For Unix-based OSs, security was there from the start. In the early days of the web, IE let any website load an ActiveX control and run it in the browser without even asking the user if they wanted to install it (MS's naive thinking: "Ooo, too confusing for users and it makes creating websites for IE too hard! What Windows developer would ever do something
bad?"). That ActiveX control was running *without a sandbox* and could read/alter/delete
anything on your machine. The
only safeguard was that the ActiveX controls had to have a "safe bit" set in order to run in the browser. Who got to control whether or not the single "safe bit" was set?
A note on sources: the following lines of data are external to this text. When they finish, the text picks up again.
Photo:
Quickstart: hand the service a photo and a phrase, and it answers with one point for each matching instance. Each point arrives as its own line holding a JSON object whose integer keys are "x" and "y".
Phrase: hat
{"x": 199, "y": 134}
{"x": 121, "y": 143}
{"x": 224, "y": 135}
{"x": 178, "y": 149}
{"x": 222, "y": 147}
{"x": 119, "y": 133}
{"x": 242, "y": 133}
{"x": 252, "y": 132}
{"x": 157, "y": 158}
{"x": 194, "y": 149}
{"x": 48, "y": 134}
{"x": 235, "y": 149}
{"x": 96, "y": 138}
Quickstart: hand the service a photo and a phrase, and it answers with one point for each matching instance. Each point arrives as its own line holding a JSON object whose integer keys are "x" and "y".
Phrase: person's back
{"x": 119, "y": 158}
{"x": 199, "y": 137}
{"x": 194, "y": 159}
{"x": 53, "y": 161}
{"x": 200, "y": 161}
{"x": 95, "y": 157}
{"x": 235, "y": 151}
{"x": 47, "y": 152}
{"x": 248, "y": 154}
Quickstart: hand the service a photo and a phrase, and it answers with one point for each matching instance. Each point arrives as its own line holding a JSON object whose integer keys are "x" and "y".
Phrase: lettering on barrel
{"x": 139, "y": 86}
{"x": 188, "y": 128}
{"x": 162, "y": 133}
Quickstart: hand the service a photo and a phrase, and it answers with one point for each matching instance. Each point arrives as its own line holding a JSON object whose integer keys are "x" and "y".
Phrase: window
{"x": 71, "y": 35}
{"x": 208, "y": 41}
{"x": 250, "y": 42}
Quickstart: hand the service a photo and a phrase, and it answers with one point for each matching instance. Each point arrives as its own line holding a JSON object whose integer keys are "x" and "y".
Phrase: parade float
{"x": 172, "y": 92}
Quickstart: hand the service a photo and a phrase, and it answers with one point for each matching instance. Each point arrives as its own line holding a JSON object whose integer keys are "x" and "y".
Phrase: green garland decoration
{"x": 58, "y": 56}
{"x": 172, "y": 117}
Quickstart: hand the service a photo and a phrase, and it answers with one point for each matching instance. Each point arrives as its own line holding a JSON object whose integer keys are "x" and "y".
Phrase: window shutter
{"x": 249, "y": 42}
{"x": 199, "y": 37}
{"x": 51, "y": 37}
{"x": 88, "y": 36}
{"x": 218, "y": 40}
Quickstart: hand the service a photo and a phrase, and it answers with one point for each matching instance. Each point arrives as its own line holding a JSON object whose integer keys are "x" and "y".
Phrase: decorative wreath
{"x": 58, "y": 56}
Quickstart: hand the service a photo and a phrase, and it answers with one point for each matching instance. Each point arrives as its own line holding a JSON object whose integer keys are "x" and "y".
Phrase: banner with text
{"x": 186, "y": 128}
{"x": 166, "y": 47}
THE DEVELOPER! So any malicious developer could
easily set the "safe bit" to True (1) and execute any code they wanted to on your machine without restrictions and without your permission! That's how much Microsoft was thinking about security back then... IOW, not-at-all! MS had to introduce security (which breaks a bunch of existing programs due to the previous assumptions of "no restrictions"), Unix-based OSs had security from the start. So when people complain about how their programs don't work on newer Windows versions, it's because those programs were doing things they never would have been able to do in the first place on secure OSs. MS has had to balance usability and past-program compatibility with security. Even the whole "screen goes grey, user has to accept code to run" feature in Vista has known hacks around it. Essentially, it's only there to make the user feel-good about how secure things are, not because it actually is secure. Even Program-based permissions breaks down, because the Windows API allows a developer to load your DLL into the process space of
another process. So, I can get my code to run with all the permissions you've granted to other applications, and all without you knowing about it. It's remarkably easy. When I first installed Norton Internet Security years ago, where you had grant permission to access the internet on a per-application basis. I wrote a DLL, loaded it into IE's process and since IE can't work without internet access, I could do whatever I wanted without user permissions -- very easy! That "security" was all smoke and mirrors and only prevented dumb developers from not easily working around that "security".
On a separate but related note, MS doesn't even support Macros in Excel for the Mac. Ian, your spreadsheets do not work when running on the Mac-versions of Excel. Was this MS just being lazy or were the macro abilities so un-checked that trying to implement them on an OS that cared about the source of the code (and all the restrictions about what it could/couldn't touch on the machine) too much of a hurdle for them to overcome? I don't know the answer to that. But my guess is that when Excel is forced to run in an actually-secure environment, macro-security was just too much for the team to bear.